Die Brüder hatten ein mittelalterliches Weltbild

Maryam H. – als 16-Jährige wurde sie in Afghanistan zwangsverheiratet, in Berlin ließ sie sich 2018 scheiden – hatte sich in den früheren Familienhelfer verliebt. „Sie wollte, dass ich zu ihren Brüdern gehe und einen Heiratsantrag mache“, schilderte der 31-Jährige. „Ich fand, es ist noch nicht der richtige Zeitpunkt.“ Einen Tag vor ihrem Verschwinden hätten sie noch darüber gesprochen. „Ich habe den Brüdern auch nicht vertraut“, sagte der Zeuge. Er habe ihnen einige Zeit zuvor „schwören müssen, dass ich keinen Kontakt zu ihr haben werde.“ Bei der Polizei soll der Zeuge erklärt haben, die Brüder hätten ein mittelalterliches Weltbild.

[Mehr zum Thema: Ein sogenannter Ehrenmord? Der Tod einer jungen Afghanin in Berlin – eine Rekonstruktion (T+)]

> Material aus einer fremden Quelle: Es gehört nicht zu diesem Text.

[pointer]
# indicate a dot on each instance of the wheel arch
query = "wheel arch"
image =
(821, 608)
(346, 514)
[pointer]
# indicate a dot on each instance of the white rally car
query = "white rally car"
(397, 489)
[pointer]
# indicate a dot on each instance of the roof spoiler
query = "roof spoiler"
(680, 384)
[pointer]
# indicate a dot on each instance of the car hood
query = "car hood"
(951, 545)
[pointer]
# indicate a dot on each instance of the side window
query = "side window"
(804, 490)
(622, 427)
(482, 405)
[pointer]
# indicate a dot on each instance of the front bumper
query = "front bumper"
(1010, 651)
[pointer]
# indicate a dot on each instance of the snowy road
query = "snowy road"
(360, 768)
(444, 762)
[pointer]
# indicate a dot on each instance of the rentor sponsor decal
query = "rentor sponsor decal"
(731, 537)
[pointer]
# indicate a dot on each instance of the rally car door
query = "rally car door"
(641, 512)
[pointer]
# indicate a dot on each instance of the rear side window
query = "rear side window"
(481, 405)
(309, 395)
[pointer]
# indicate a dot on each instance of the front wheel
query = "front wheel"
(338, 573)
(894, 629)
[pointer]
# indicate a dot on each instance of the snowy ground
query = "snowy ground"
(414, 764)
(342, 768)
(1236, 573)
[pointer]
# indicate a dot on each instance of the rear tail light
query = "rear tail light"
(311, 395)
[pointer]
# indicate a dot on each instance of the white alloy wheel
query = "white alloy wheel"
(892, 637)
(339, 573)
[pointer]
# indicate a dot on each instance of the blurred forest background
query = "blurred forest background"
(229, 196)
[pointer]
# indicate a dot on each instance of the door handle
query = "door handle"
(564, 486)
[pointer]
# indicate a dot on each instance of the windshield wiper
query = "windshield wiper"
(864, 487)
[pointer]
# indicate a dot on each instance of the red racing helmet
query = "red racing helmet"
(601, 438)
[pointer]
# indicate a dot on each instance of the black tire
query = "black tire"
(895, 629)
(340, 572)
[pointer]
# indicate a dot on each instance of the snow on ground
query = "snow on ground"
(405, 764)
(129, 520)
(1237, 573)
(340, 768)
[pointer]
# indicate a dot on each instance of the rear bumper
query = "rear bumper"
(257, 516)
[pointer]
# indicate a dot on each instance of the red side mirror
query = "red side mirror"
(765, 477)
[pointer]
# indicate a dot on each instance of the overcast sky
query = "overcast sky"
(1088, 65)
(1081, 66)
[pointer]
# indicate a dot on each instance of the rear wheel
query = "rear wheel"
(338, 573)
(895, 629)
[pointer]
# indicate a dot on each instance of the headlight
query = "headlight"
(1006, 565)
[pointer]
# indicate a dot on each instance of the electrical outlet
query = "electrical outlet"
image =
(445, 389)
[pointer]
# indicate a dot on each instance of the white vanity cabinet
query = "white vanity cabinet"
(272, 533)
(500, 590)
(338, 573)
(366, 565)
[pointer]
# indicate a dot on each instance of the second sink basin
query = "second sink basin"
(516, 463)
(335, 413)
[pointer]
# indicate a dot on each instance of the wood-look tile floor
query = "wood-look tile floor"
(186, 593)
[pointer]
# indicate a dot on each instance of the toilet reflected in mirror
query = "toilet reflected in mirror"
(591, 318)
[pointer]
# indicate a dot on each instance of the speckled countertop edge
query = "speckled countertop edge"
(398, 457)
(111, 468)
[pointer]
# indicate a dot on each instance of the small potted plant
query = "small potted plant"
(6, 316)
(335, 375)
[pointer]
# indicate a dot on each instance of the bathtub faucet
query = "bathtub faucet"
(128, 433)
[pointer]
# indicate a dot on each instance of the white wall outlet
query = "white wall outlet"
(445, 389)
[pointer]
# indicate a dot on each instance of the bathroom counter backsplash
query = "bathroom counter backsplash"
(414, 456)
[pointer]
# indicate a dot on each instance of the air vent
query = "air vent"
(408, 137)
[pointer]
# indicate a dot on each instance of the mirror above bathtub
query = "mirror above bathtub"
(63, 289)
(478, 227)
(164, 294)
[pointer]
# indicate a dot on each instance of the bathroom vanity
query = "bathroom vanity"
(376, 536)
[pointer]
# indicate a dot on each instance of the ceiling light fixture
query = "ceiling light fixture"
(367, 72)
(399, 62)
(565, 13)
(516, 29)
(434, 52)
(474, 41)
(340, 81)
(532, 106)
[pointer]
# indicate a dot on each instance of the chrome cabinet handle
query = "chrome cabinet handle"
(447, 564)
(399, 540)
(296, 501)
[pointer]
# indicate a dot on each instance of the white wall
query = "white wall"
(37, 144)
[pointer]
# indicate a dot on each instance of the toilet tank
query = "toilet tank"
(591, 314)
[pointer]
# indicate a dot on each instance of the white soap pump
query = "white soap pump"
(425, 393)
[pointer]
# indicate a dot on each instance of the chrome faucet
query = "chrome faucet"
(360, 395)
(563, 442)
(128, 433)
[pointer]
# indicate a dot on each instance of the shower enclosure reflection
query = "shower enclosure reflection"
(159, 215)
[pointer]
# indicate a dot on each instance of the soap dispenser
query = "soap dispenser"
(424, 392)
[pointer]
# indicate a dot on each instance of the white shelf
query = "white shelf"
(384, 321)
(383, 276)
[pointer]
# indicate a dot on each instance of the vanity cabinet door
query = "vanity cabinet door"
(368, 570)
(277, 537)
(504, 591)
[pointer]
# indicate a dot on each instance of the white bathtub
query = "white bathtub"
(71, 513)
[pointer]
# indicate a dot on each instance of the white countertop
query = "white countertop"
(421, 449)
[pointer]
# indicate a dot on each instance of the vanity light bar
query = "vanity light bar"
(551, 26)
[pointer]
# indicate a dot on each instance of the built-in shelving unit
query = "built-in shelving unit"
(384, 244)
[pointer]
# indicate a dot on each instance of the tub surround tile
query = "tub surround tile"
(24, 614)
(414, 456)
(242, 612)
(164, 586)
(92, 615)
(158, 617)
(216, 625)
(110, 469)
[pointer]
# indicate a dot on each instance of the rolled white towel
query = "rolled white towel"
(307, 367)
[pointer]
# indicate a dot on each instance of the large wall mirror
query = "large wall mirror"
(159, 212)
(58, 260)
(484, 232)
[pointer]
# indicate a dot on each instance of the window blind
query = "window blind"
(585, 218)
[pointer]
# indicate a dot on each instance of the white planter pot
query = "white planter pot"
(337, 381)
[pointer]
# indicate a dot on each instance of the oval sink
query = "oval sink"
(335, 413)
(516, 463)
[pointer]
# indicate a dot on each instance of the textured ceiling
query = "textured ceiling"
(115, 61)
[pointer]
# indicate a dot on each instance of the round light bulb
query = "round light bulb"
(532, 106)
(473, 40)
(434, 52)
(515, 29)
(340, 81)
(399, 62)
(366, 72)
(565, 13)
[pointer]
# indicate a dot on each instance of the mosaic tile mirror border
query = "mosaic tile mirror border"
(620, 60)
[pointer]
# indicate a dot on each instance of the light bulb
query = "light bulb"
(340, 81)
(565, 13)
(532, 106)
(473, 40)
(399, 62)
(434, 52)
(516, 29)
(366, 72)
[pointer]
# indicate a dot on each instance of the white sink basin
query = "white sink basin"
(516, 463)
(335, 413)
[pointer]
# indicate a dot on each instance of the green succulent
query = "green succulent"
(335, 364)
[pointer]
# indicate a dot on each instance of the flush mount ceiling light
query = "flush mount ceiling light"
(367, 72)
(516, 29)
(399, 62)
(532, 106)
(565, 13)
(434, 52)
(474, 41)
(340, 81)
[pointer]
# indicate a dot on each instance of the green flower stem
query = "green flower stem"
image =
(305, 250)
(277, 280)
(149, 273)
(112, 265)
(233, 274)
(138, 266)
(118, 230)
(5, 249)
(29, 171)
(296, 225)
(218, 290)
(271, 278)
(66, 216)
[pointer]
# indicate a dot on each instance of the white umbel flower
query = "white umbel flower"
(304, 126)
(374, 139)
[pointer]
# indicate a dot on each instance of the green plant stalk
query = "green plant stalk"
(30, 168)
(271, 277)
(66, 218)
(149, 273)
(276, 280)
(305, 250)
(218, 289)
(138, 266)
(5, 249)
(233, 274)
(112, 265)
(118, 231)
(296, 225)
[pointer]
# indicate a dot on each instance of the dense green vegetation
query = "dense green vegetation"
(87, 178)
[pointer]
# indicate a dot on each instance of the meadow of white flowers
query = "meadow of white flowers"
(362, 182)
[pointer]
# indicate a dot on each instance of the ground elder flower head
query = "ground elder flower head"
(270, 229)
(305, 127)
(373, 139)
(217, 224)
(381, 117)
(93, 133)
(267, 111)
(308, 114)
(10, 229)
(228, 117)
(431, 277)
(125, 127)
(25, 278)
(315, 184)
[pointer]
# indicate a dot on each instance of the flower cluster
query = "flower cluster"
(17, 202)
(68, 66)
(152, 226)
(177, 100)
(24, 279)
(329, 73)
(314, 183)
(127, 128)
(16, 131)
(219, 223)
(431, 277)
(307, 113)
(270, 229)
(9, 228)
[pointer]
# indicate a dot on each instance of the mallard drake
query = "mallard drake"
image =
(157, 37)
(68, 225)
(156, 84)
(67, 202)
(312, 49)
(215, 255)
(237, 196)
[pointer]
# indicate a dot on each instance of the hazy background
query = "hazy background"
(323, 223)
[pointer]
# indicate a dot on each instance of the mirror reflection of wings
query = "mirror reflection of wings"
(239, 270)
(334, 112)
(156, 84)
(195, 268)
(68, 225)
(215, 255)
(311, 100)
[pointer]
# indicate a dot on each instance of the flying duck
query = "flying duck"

Als die Ermittlungen anliefen, war zunächst der Freund unter Verdacht geraten und festgenommen worden. Am nächsten Tag war er wieder frei. Viele Indizien führten zur Festnahme der Brüder am 3. August. Videoaufnahmen, die Auswertung von Handydaten, an der Leiche ein Stück von einem Gummihandschuh mit DNA des jüngeren Bruders. Der Tatort allerdings wurde bislang nicht entdeckt. Der Zeuge vermutete nun, der Mord sei in der Berliner Wohnung des jüngeren Angeklagten geschehen.

Der Fall hatte in Berlin und ganz Deutschland eine Debatte um den Begriff Ehrenmord ausgelöst. Und um gescheiterte Integration von Flüchtlingen – es handelt sich bei den Angeklagten um zwei Männer aus Afghanistan, die als Jugendliche nach Deutschland eingereist sind, ohne je anzukommen. Sie seien den Moralvorstellungen ihrer erzkonservativen Familie aus Afghanistan verbunden geblieben. Der Prozess geht am Freitag weiter.